Senate Bill 81 bans the sale of cleaning products, cookware, dental floss, menstrual products and ski wax with intentionally added PFAS in Colorado starting in 2026, and adds textile items, commercial cookware and extreme wet weather outdoor apparel to the list in 2028. The bill, which took effect May 1, expands a 2022 law that already banned the sale of carpets, cosmetics, fabric treatments, food packaging, children’s products, oil and gas fluids, textile furnishings and upholstered furniture with PFAS additives in the state.

PFAS bill has been amended

The goal of SB 81 was to ban the sale of even more products containing PFAS additives and to ban the sale of all products with intentionally added PFAS by 2032. Such a sweeping ban would have been “devastating” for industries ranging from aerospace to medical devices, business leaders claimed, and the bill was cut to its current form.

Still, supporters led by the Colorado Public Interest Research Group gathered Tuesday to celebrate the accomplishment, calling SB 81, sponsored by Democratic Sen. Lisa Cutter of Morrison, a victory for both consumer safety and water treatment plants.

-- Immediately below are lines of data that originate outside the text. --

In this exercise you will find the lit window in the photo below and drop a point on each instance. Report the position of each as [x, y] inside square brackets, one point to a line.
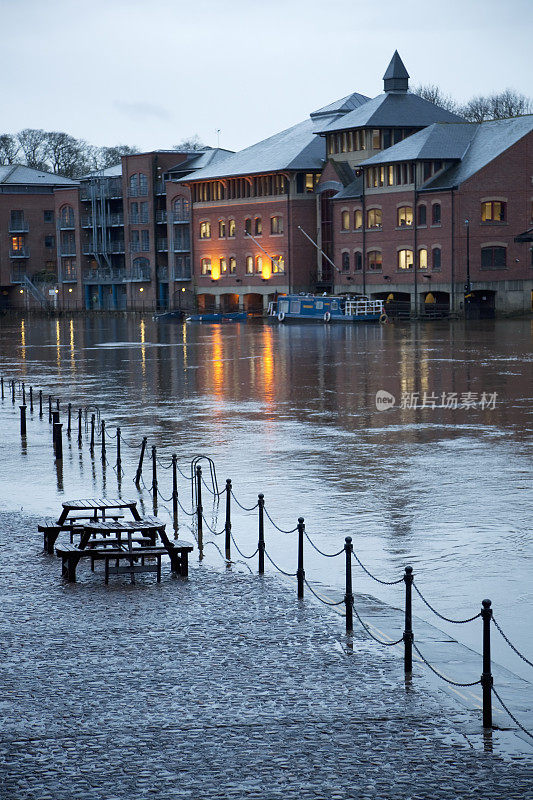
[405, 259]
[276, 225]
[405, 216]
[205, 230]
[422, 258]
[493, 211]
[374, 260]
[345, 221]
[373, 218]
[493, 257]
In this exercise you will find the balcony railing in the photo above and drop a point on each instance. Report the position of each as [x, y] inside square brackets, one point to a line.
[20, 252]
[19, 226]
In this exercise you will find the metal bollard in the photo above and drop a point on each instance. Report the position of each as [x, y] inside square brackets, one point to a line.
[103, 441]
[227, 523]
[199, 508]
[348, 597]
[139, 468]
[300, 573]
[23, 420]
[58, 440]
[154, 478]
[91, 444]
[261, 542]
[486, 677]
[175, 493]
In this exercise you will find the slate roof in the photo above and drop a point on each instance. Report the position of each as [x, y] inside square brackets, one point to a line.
[19, 175]
[392, 110]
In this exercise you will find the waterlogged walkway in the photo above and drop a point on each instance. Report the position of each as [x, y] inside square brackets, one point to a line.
[221, 686]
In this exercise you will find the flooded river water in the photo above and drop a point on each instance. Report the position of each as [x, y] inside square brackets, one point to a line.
[439, 480]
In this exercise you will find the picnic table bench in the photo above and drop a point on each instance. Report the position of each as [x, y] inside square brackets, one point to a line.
[76, 513]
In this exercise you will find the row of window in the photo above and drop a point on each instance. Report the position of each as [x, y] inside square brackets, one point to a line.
[404, 217]
[251, 227]
[257, 265]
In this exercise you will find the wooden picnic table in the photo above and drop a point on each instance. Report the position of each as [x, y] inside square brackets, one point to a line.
[76, 513]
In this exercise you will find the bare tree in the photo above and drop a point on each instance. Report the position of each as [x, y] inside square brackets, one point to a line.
[33, 144]
[435, 95]
[9, 148]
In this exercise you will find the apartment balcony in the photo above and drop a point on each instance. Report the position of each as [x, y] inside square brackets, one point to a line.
[19, 252]
[19, 226]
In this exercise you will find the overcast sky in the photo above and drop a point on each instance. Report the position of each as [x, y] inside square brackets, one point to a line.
[151, 72]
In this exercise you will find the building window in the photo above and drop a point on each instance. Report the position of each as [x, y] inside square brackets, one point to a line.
[493, 257]
[422, 258]
[493, 211]
[276, 225]
[405, 259]
[278, 264]
[205, 230]
[374, 260]
[405, 216]
[373, 218]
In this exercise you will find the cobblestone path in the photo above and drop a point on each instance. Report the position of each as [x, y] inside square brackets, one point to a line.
[222, 686]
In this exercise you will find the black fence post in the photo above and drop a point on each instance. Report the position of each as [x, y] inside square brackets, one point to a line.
[154, 478]
[261, 542]
[348, 597]
[175, 493]
[227, 523]
[408, 629]
[91, 445]
[119, 459]
[103, 441]
[23, 420]
[199, 508]
[486, 677]
[139, 468]
[300, 573]
[58, 426]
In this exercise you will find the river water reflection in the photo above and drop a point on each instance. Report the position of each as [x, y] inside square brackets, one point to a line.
[291, 411]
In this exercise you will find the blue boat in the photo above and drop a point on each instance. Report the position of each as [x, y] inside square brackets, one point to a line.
[327, 308]
[232, 316]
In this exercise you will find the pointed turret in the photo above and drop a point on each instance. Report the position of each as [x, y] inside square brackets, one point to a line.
[396, 78]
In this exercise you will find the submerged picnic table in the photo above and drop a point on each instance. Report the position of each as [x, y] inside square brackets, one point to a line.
[77, 512]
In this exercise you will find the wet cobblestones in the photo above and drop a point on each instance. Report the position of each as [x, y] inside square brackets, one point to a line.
[222, 686]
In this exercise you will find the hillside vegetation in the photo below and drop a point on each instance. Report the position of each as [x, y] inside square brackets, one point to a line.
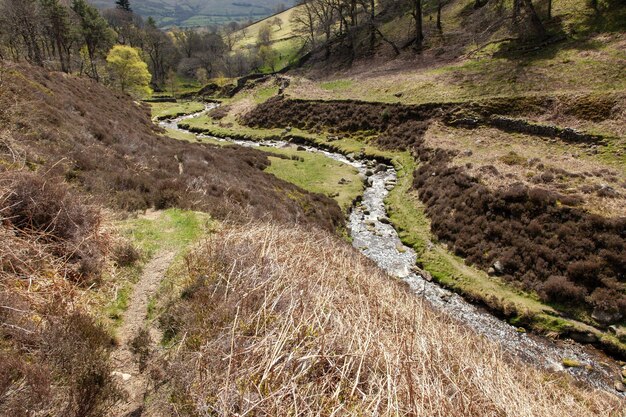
[538, 126]
[197, 13]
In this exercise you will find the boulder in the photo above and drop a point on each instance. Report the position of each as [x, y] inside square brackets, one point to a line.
[605, 317]
[380, 168]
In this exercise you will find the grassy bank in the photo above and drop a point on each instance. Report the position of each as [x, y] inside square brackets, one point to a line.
[313, 172]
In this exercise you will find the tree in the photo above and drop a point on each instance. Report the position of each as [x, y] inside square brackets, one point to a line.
[268, 57]
[416, 12]
[22, 22]
[161, 51]
[231, 35]
[123, 5]
[128, 71]
[58, 28]
[264, 37]
[277, 21]
[95, 33]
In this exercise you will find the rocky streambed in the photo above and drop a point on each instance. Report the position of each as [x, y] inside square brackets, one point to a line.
[377, 239]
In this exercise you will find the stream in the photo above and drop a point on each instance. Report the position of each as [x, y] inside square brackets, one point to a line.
[375, 237]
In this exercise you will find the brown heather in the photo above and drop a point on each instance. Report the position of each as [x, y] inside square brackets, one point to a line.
[276, 321]
[106, 145]
[534, 234]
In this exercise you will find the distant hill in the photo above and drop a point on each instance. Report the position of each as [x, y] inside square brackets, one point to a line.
[193, 13]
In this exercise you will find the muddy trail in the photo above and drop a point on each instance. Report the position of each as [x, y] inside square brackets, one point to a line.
[374, 236]
[130, 374]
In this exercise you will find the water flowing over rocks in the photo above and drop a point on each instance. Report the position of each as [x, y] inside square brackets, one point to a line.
[373, 234]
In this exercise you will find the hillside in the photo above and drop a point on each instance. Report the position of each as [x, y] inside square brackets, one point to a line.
[510, 155]
[393, 226]
[197, 13]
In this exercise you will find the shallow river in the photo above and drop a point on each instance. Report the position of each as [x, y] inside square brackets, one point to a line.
[378, 240]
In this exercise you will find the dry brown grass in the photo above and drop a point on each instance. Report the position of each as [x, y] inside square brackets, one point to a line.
[54, 358]
[280, 322]
[556, 166]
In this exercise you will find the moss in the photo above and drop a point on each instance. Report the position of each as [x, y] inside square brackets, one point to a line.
[571, 363]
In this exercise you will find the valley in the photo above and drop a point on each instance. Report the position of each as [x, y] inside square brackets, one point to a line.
[342, 209]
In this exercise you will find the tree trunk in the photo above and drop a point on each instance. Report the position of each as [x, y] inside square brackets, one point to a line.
[419, 33]
[439, 7]
[372, 25]
[549, 9]
[535, 21]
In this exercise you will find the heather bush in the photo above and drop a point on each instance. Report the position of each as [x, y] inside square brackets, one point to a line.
[110, 148]
[46, 207]
[558, 288]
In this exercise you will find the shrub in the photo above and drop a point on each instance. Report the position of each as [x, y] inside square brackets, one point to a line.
[559, 289]
[44, 206]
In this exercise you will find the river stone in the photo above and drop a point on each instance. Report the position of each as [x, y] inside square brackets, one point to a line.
[583, 337]
[604, 317]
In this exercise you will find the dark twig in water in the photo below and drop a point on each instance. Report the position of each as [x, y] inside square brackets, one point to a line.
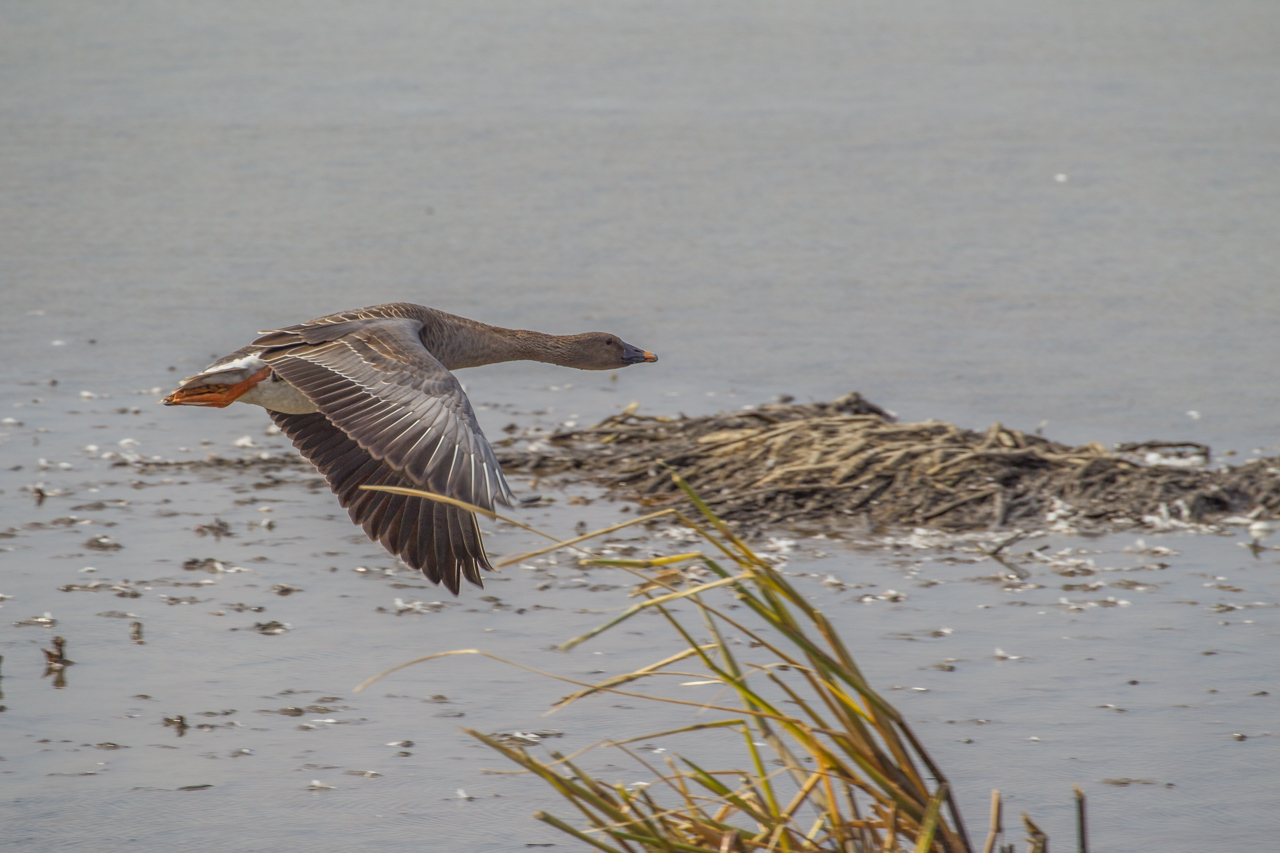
[1082, 824]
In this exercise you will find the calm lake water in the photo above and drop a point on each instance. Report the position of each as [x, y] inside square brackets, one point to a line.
[1061, 215]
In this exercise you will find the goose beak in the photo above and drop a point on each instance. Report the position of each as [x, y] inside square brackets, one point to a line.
[635, 355]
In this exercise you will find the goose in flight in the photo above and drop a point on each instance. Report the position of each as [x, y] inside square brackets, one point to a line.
[368, 396]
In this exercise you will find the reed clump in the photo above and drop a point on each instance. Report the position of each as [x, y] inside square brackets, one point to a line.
[824, 765]
[816, 465]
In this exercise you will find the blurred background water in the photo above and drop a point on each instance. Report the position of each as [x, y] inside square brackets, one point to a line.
[1063, 213]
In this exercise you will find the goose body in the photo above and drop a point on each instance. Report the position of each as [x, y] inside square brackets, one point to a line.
[369, 397]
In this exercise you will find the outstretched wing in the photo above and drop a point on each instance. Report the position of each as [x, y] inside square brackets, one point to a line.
[440, 541]
[391, 414]
[375, 382]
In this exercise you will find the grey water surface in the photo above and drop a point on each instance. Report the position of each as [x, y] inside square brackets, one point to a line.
[1057, 215]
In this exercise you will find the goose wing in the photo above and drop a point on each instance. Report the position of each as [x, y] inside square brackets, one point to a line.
[440, 541]
[375, 382]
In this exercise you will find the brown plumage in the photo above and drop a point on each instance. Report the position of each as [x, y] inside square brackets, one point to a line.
[368, 396]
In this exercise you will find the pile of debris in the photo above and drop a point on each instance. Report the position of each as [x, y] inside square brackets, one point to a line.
[808, 465]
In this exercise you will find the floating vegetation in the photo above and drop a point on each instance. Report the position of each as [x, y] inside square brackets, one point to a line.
[824, 762]
[810, 465]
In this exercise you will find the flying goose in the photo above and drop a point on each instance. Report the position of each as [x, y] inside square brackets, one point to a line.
[368, 396]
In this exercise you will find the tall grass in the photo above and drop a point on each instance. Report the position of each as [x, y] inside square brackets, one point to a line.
[826, 763]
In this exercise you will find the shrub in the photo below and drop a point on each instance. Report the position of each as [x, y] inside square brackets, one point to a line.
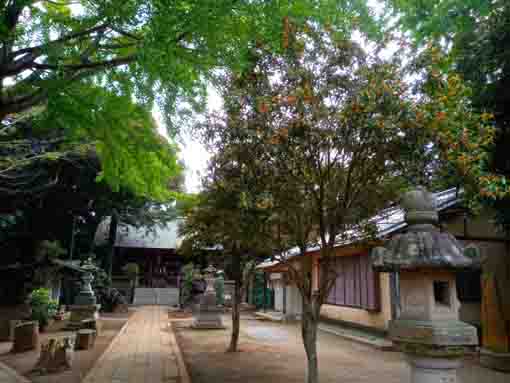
[43, 307]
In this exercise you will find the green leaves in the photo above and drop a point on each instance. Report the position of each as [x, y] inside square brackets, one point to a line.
[132, 153]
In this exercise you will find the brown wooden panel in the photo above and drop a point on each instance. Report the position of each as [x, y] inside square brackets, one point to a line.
[349, 281]
[340, 283]
[363, 280]
[332, 296]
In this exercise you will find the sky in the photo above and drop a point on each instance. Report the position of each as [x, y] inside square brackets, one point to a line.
[195, 155]
[192, 152]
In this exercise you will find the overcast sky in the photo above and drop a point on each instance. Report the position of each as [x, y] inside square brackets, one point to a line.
[195, 156]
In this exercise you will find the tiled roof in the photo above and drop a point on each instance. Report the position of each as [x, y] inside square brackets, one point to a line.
[388, 221]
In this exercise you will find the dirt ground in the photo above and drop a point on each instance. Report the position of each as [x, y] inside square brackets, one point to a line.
[83, 360]
[273, 352]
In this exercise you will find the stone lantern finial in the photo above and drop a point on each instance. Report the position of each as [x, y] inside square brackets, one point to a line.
[420, 207]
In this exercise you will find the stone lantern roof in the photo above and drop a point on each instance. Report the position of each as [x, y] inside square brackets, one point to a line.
[423, 245]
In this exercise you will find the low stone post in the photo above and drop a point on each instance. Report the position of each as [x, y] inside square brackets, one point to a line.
[428, 330]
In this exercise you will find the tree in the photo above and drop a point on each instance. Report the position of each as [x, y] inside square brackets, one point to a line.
[86, 61]
[58, 198]
[326, 125]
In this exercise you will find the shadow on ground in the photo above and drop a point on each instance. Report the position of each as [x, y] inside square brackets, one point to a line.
[273, 352]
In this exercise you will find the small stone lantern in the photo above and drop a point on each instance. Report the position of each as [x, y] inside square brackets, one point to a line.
[85, 306]
[428, 329]
[207, 314]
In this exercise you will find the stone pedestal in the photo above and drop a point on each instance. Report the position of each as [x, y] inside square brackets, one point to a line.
[79, 313]
[85, 339]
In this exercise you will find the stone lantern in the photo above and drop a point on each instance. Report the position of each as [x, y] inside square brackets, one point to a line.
[207, 314]
[428, 329]
[85, 307]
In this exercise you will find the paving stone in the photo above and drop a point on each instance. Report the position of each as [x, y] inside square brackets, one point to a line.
[143, 353]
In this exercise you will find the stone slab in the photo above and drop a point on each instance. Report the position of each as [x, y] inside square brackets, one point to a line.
[499, 361]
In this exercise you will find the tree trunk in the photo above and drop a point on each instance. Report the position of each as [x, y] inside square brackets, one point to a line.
[236, 269]
[309, 324]
[112, 236]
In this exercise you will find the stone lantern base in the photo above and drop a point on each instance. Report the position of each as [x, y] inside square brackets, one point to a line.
[434, 349]
[496, 360]
[433, 370]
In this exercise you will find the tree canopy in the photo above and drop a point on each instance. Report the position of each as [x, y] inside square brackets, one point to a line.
[475, 36]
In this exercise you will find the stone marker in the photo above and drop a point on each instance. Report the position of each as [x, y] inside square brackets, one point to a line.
[428, 329]
[26, 337]
[85, 306]
[85, 339]
[7, 327]
[207, 314]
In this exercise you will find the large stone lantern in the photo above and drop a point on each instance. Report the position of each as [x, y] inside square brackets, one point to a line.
[428, 329]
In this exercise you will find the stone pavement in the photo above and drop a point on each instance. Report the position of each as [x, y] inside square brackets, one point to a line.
[8, 375]
[146, 351]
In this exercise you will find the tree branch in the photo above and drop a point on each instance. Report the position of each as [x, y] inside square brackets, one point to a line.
[92, 65]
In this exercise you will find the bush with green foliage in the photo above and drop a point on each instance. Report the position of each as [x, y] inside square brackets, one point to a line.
[43, 307]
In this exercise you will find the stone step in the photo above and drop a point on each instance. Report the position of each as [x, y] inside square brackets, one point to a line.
[156, 296]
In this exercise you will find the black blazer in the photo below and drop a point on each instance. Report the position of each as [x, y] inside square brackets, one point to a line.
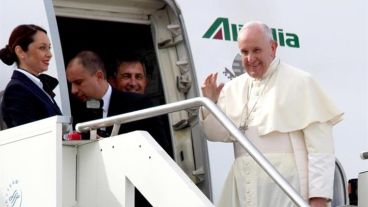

The U.S. Environmental Protection Agency in April lowered allowable levels of PFAS in water supplies from 70 ppm to 4 ppm, so treatment plants now bear the burden of removing PFAS from their water supplies.

Colorado State Senator Lisa Cutter speaks about her PFAS bill during an event on Tuesday.

“PFAS are the last thing we want in our water, because they’re called forever chemicals for a reason – they’re made to last forever,” said Danny Katz, executive director of CoPIRG, at the supporters’ celebration at the Metro Water Recovery Plant in Brighton. “I’m glad Colorado is leading the way in stopping PFAS at the source, including so many products we have in our homes that unknowingly bring PFAS into our community.”

Further bans by the legislature possible

Although business leaders strongly opposed the bill in its original form, they were pleased with many of the changes made during the legislative process. Still, Sen. Larry Liston (R-Colorado Springs) voiced many of their concerns when he warned on the Senate floor before the Democratic-led and entirely partisan passage of SB 81 that it could still be a “big problem” for the affected industries.

And while advocates praised the new law, some suggested they are not done expanding the ban on products with PFAS additives. Supporting Rep. Cathy Kipp (D-Fort Collins) said during House debate in April that advocates “didn’t get everything they wanted,” and Cutter said Tuesday that lawmakers need to continue to enforce limits and phase-outs so companies are motivated to look for alternative materials.

“I am proud of the work we have done in Colorado to restrict the use of PFAS, but we must continue to work on this issue to protect the health and safety of our communities,” Cutter said in a CoPIRG press release.